Just to help the conversation along here, this is my 3rd home. The first was a dump that cost around $75K. The second was better and cost $125K. The third is what I’m currently living in now and cost $250K.
Did I jump into the McMansion for 3/4’s of a million bucks for my first home? Shit no. Why? Because I knew I couldn’t afford it if something went sour. That’s also the reason we were able to live off our savings. We saved some and paid some off our mortgage.
The type of people that you seem to be defending are the ones who will crank up their debt to their maximum and if one things goes wrong, the whole house of cards will come tumbling down.
Expensive car, expensive house, expensive trips, electronics equipment, private schooling, personal fitness instructor, whatever these people seemed to need $40K a year to get by on, is obviously too much for them to cope with when their circumstances change.
Sell the car and buy a bomb (loss maker, but hey, may reduce your debt). Sell the house and move into something else. Maybe they can’t because without work no-one will rent anything to them or the bank won’t refinance. That’s a tough situation.
Even if the bank forecloses on them, they still get any profit they make from selling the property. The bank doesn’t get to keep everything, they only get to keep what they’re owed.

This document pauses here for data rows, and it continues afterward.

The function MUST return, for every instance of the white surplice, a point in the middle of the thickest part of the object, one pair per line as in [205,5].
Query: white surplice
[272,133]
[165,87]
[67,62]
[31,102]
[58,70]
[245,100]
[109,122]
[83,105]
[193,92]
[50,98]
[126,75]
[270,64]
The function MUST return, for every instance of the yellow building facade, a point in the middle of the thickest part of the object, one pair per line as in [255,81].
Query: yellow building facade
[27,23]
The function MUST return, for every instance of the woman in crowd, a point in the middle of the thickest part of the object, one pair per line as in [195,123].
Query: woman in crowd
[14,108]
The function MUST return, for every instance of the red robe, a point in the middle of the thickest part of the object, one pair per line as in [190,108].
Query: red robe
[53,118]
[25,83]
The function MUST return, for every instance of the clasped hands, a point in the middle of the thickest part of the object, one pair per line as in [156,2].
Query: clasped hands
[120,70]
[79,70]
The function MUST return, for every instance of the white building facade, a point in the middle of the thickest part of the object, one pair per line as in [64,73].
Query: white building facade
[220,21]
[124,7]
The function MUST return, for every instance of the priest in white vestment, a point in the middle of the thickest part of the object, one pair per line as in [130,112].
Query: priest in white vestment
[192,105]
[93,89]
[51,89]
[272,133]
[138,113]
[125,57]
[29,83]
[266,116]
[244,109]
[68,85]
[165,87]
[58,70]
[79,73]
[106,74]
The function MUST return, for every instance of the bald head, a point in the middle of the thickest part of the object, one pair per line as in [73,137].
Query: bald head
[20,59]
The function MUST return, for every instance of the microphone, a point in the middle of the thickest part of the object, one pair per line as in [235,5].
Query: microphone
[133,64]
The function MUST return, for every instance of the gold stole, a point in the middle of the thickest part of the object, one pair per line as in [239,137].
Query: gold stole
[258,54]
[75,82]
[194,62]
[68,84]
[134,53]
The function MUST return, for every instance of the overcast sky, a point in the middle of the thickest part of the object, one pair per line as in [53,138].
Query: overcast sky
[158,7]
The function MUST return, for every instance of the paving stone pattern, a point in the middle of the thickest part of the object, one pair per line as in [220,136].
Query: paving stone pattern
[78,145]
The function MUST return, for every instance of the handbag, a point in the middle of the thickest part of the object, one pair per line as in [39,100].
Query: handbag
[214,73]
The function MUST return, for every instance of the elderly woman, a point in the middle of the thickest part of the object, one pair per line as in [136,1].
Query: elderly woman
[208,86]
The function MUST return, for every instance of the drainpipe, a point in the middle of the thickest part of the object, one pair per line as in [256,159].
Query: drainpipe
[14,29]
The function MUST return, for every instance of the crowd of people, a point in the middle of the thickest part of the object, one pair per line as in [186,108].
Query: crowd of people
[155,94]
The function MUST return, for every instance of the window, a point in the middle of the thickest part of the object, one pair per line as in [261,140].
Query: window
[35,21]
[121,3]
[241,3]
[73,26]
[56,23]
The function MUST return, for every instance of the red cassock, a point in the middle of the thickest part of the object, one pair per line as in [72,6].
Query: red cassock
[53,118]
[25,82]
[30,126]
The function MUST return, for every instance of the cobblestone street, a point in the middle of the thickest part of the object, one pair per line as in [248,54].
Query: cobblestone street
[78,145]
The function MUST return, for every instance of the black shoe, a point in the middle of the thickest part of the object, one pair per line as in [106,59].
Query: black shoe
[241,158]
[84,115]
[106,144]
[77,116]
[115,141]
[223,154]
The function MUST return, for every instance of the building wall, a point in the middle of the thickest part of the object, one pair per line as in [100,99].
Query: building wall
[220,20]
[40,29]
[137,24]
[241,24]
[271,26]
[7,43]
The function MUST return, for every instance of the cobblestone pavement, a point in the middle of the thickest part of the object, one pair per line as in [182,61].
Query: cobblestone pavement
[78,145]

If they have so little equity in their home then maybe, just maybe, they haven’t been planning well or hoped that nothing would go wrong.
Well, something did and I don’t think it fair to bankrupt their way out of it.
Would I have really sold my house if I couldn’t find work. Yes. Easy to say, hard to do, but we invested a bunch of time in finding out what we owed, what we could get and what we would have left over. So it was a serious consideration, not just a throwaway line.